Bastariam que os imóveis fossem reformados e readequados para abrigar famílias previamente cadastradas e que residem em situação de risco como margens de igarapés e encostas. 

Infelizmente, um programa como esse seria quase uma utopia, considerando que a Prefeitura não cuida sequer dos imóveis públicos “ativos”, como o edifício garagem, que será desativado por falta de manutenção por anos a fio. Há dezenas de edifícios, casas e terrenos espalhados pela cidade sem qualquer serventia para o município.  
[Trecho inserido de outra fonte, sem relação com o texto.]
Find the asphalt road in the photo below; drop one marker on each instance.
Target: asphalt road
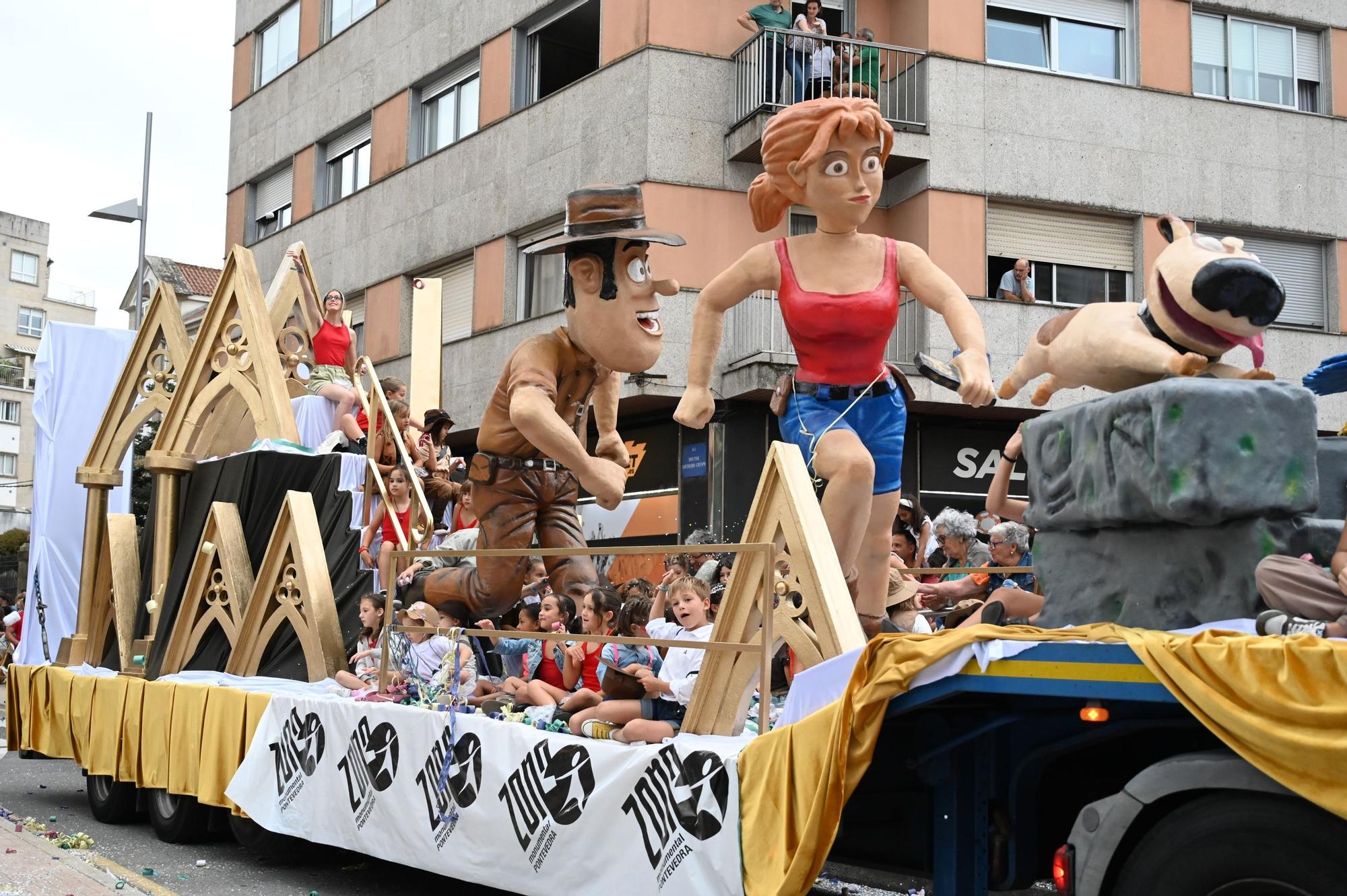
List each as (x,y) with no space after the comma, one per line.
(45,788)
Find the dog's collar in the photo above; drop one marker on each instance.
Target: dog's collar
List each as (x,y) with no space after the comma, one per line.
(1144,312)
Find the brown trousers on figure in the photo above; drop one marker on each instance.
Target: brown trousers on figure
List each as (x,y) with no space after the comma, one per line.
(1301,588)
(510,512)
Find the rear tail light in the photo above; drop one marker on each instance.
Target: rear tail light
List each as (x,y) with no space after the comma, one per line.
(1063,870)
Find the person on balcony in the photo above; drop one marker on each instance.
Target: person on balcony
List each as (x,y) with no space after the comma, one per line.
(1016,284)
(773,61)
(805,51)
(335,345)
(839,291)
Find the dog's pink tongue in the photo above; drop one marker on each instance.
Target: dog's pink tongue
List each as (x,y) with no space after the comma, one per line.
(1253,343)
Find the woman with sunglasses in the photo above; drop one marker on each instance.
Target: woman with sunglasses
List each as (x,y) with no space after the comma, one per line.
(335,346)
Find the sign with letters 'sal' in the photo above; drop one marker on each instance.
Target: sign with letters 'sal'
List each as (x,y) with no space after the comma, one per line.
(960,459)
(519,809)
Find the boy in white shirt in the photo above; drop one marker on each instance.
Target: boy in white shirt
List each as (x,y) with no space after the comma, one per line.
(667,693)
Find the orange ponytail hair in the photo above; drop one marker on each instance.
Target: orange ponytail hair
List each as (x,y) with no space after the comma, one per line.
(797,137)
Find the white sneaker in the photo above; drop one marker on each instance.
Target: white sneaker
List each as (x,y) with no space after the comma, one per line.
(1279,622)
(335,439)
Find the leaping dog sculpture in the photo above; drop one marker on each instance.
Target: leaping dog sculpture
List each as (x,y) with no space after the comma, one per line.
(1205,298)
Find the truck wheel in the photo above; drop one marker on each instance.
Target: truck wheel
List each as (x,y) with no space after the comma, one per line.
(111,801)
(178,820)
(262,843)
(1240,846)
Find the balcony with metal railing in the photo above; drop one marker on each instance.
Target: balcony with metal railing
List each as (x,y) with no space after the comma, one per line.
(775,69)
(756,335)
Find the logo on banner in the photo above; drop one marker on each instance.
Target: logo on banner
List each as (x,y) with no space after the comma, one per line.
(298,750)
(678,793)
(461,789)
(548,789)
(371,763)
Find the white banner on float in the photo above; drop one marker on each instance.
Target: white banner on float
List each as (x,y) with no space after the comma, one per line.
(523,811)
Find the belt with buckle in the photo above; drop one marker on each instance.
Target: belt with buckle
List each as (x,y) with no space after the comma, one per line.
(830,392)
(545,464)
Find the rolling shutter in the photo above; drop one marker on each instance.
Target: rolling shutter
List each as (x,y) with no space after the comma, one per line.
(1112,12)
(456,299)
(1061,237)
(1301,267)
(274,193)
(1209,40)
(350,140)
(445,82)
(1307,55)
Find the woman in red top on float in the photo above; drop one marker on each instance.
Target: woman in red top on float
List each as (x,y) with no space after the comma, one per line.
(839,289)
(335,346)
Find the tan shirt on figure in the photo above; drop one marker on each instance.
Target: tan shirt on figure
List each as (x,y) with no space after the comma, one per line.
(550,362)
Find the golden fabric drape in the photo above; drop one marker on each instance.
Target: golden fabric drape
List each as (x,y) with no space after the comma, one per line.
(188,739)
(1280,703)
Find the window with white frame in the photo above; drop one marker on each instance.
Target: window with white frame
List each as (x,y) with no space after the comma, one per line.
(541,277)
(1070,36)
(1299,264)
(273,202)
(343,13)
(278,46)
(1076,259)
(32,322)
(348,162)
(456,298)
(24,267)
(451,108)
(1237,58)
(562,47)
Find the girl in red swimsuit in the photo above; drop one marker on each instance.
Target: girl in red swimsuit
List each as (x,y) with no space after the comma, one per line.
(839,291)
(401,506)
(335,345)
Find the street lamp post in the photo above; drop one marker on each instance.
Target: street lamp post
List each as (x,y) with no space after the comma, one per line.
(129,211)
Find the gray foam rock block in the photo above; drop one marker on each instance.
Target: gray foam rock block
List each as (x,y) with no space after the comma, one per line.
(1195,451)
(1333,477)
(1164,576)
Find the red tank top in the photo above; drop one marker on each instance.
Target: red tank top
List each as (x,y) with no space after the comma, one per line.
(840,339)
(331,345)
(403,520)
(589,670)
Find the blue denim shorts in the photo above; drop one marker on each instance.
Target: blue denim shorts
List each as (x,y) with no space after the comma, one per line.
(879,421)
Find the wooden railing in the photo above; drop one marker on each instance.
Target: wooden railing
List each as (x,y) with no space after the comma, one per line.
(420,536)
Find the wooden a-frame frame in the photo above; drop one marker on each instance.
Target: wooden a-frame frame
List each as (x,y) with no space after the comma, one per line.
(787,513)
(218,591)
(293,588)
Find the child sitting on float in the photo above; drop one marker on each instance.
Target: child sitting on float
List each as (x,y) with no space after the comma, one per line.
(455,614)
(371,644)
(426,652)
(399,495)
(631,623)
(546,658)
(599,610)
(667,693)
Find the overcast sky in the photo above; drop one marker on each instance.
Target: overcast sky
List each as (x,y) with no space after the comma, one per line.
(79,77)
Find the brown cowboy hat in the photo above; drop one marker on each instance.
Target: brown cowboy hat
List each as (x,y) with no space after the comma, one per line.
(436,417)
(604,211)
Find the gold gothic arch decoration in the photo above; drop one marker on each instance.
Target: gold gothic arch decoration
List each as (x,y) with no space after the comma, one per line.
(146,386)
(293,588)
(786,513)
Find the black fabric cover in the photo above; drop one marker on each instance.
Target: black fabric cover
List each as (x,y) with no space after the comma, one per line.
(257,482)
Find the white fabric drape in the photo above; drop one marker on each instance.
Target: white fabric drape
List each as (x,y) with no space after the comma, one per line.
(77,370)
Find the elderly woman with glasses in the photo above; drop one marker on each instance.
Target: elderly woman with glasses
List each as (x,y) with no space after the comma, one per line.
(1007,596)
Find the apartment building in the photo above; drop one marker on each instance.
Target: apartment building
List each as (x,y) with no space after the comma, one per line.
(406,139)
(28,304)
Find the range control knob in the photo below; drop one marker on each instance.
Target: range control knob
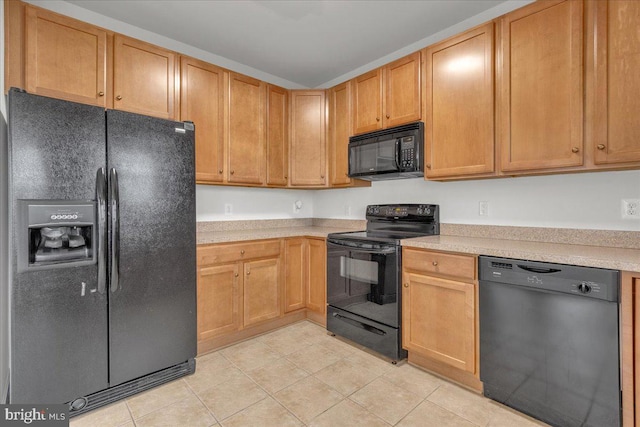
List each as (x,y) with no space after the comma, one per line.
(584,288)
Enquanto o poder público não toma uma atitude em relação aos imóveis abandonados, prédios desocupados continuam no infindável processo de deterioração, servindo de esconderijo para criminosos e proliferação de pragas. É prejudicial para a própria administração pública, uma vez que a maior parte desses imóveis não gera arrecadação de IPTU para o município. Soma-se a isso o fato de que parte dos imóveis largados ao léu são ocupados de forma irregular por famílias carentes que convivem diariamente com o risco de uma tragédia como a que ocorreu recentemente na cidade de São Paulo, quando um curto-circuito em instalações elétricas precárias ocasionaram um incêndio seguido de desabamento de um edifício.
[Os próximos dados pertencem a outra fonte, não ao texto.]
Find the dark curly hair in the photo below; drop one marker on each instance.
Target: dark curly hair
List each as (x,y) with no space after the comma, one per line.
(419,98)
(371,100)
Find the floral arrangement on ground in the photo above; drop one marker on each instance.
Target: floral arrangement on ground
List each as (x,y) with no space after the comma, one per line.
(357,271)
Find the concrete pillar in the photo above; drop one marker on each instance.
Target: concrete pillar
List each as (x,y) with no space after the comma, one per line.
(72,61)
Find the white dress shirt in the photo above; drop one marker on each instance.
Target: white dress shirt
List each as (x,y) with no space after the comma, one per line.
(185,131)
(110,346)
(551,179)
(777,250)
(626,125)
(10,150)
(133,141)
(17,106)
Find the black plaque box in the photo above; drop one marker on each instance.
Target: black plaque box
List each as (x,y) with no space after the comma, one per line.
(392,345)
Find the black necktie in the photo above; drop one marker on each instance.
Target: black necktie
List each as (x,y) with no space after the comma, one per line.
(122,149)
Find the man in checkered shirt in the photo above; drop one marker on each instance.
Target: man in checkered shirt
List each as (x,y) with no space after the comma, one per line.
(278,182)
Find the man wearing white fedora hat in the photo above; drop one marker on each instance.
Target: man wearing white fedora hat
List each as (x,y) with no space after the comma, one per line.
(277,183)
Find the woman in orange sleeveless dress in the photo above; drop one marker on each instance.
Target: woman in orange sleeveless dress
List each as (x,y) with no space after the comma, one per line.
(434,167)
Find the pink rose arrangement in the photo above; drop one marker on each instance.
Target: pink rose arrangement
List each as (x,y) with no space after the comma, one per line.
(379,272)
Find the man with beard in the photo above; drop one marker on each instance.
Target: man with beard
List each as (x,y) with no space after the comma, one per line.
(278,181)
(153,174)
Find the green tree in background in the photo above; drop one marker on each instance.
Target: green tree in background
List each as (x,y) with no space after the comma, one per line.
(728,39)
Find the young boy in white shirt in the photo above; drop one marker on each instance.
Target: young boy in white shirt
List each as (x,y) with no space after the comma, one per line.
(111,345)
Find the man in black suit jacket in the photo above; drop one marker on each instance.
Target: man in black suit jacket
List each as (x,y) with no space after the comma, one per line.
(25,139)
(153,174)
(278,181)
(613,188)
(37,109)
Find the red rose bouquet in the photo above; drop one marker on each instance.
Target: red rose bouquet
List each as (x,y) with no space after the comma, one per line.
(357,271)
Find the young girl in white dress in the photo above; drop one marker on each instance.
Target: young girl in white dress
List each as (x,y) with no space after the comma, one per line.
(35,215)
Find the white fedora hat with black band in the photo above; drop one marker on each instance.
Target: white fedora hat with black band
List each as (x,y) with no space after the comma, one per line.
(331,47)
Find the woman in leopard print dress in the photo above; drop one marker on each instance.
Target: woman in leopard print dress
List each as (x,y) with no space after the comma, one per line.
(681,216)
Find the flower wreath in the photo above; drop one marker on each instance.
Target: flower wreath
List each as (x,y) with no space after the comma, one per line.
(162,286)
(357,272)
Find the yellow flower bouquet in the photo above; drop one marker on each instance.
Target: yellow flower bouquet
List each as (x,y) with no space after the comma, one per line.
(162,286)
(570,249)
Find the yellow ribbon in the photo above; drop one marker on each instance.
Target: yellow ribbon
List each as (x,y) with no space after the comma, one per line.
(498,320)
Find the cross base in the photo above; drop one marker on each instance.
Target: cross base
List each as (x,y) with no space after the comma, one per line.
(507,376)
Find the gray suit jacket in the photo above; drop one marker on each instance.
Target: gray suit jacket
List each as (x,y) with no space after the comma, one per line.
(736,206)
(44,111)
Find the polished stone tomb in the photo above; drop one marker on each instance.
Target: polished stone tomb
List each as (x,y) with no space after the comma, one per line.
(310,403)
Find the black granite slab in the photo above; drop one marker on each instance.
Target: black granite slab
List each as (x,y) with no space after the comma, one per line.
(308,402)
 Quem sabe agora, com uma decisão judicial determinando que a Prefeitura saia da inércia e promova a identificação e adequada destinação dos imóveis abandonados, algo de bom aconteça. A falta de atitude por parte da Prefeitura em relação ao problema não se dá por falta de aviso. Há seis anos, o MP recomendou providências a respeito dos imóveis em situação de abandono. Nada foi feito. Apenas agora, com o julgamento de uma ação civil pública, a Prefeitura  terá que agir ou pagar multa diária de R$ 10 mil.